I have two questions, on the last answer, is EnerVest, on farming in someone on these new multi stage fracs, is EnerVest going to be the primary farmee?

John B. Walker

At times I talk about puds and I need to clarify when it is EV Energy Partner or one of our other partnerships. The farmee in most of these transactions is both EVEP as well as some of our other partnerships so in general the areas where we have built concentrations is based upon both the institutional partnerships and EVEP. Now, our long term plan on the appropriate assets which they’re declining etc. would be to move those in to EVEP over time assuming approval from the independent directors from EVEP as well as the institutional advisory committees.

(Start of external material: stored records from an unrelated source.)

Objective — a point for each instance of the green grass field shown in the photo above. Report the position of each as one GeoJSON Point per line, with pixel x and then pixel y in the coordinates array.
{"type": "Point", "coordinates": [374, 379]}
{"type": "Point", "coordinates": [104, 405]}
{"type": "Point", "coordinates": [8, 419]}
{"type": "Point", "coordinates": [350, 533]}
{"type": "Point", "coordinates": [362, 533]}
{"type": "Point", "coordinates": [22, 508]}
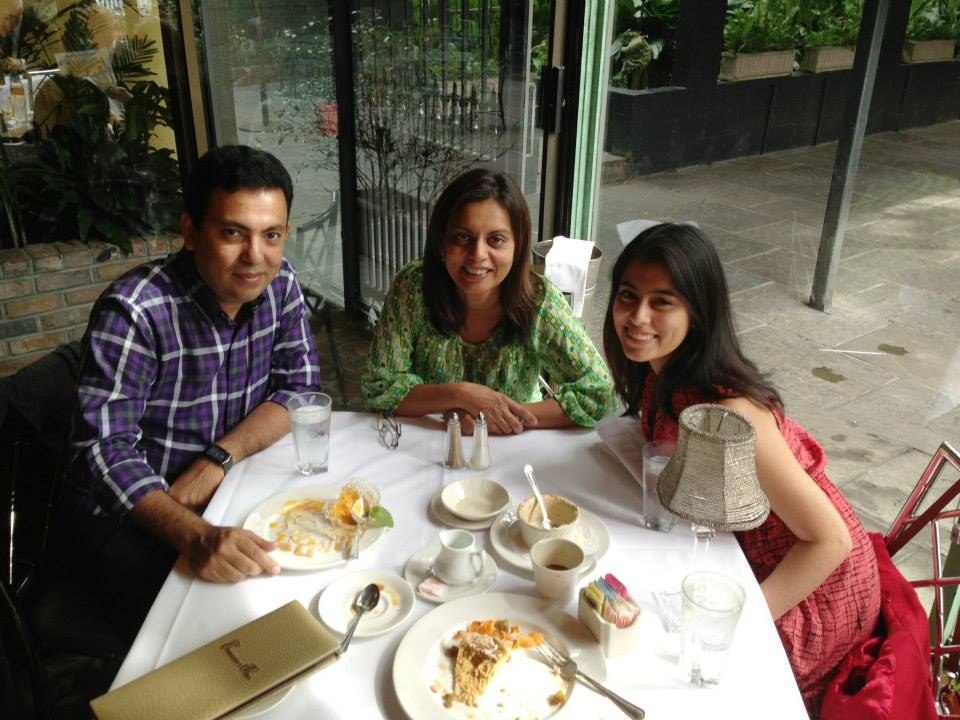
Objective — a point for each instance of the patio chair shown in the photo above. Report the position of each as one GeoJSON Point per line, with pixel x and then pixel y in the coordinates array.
{"type": "Point", "coordinates": [910, 521]}
{"type": "Point", "coordinates": [314, 243]}
{"type": "Point", "coordinates": [56, 651]}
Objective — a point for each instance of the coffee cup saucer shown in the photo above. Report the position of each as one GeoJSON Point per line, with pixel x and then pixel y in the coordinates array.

Richard Dearnley – Longport Partners

Then in terms of you said acquisitions in the gas area are now going only for PDP could you put a price tag on that in terms of price per proved developed? And then also how does that relate to the to say the PV 10 value both last year’s PV 10, the SEC value for ’09 and then the old way value for ’08?

John B. Walker

First, every acquisition is different, for example in the EXCO acquisition there was something in the order of $7,000 per day per flowing barrel flowing in but only 10% of it was oil. In the Range acquisition, as I mentioned 45% of the cash drain was oil and I think that was for $12,000 per flowing in but you have to take in to account the fact that it was a much higher component of oil in there. So, the reality is both were bought for something on the order of about a PV 12. We don’t even look – in acquisitions the proper way to do them is risk adjusted discounted cash flow where you’re engineering every well.

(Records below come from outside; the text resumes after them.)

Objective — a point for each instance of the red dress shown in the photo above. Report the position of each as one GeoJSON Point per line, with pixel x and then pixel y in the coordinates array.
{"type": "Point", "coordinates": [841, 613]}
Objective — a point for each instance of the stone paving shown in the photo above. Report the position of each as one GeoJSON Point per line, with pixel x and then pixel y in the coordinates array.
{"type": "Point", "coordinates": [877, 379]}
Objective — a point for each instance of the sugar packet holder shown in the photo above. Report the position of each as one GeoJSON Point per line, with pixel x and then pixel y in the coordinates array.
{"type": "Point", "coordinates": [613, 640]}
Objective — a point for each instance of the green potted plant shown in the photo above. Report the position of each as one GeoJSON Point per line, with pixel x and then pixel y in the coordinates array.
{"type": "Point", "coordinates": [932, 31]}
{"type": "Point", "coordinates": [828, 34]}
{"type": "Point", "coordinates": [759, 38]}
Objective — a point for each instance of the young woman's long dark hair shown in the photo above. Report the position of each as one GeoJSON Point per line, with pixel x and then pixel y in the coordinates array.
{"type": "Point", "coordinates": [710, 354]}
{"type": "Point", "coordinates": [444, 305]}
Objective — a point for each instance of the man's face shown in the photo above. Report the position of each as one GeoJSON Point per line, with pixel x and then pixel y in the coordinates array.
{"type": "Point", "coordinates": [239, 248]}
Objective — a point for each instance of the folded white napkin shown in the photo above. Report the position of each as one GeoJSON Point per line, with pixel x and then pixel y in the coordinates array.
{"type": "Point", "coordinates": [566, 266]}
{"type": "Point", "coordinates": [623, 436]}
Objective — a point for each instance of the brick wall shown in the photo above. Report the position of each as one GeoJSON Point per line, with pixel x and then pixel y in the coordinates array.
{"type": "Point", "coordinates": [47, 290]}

So all these rules of thumb frankly don’t work. Wall Street uses them because you don’t know what the risk adjusted cash flow that we’re using. But, I would say that if you want to use an amount in the ground, we’re buying these reserves from anywhere from $1 to $2 in the ground. There are a lot of acquisitions, I mean you’ve seen several recently where people are paying crazy prices. I won’t mention any situations but I mean that’s just not something you’re going to see us do. The great thing about delivering good returns over a long period of time is we know how to do acquisitions and we’re going to have a very disciplined approach to our acquisitions.

Richard Dearnley – Longport Partners

Does the PV 12 workout to five or six times EBITDA?

Mark A. Houser

I think that really depends on the transaction. Your differentials, your costs, it really varies but it generally seems like year in year out over time a lot of winning bids are won in the PV 10 to PV 15 range and some are bought for less and some are more but really whatever the price deck is, it seems like competition gets in at that level.

John B. Walker

I would say that we normally would see things paying out roughly in a five to seven year period. Your illustration specifically is going to be influenced by the decline rate in the area where we are buying. With a faster decline rate it’s probably going to have a different multiple, a lower multiple.


I am showing no further questions in the queue. I’ll turn it back to management for any further remarks.

John B. Walker

Thank you for taking the time to be with us this morning. Mike and I are going to be at the National Association of Public Partnerships in Greenwich actually beginning today and tomorrow and so hopefully some of you will be there and we look forward to visiting with you there. Thank you again and good morning.


Ladies and gentlemen that does conclude the EV Energy Partners LP first quarter 2010 earnings release conference call. Thank you for your participation in this event. You may now disconnect.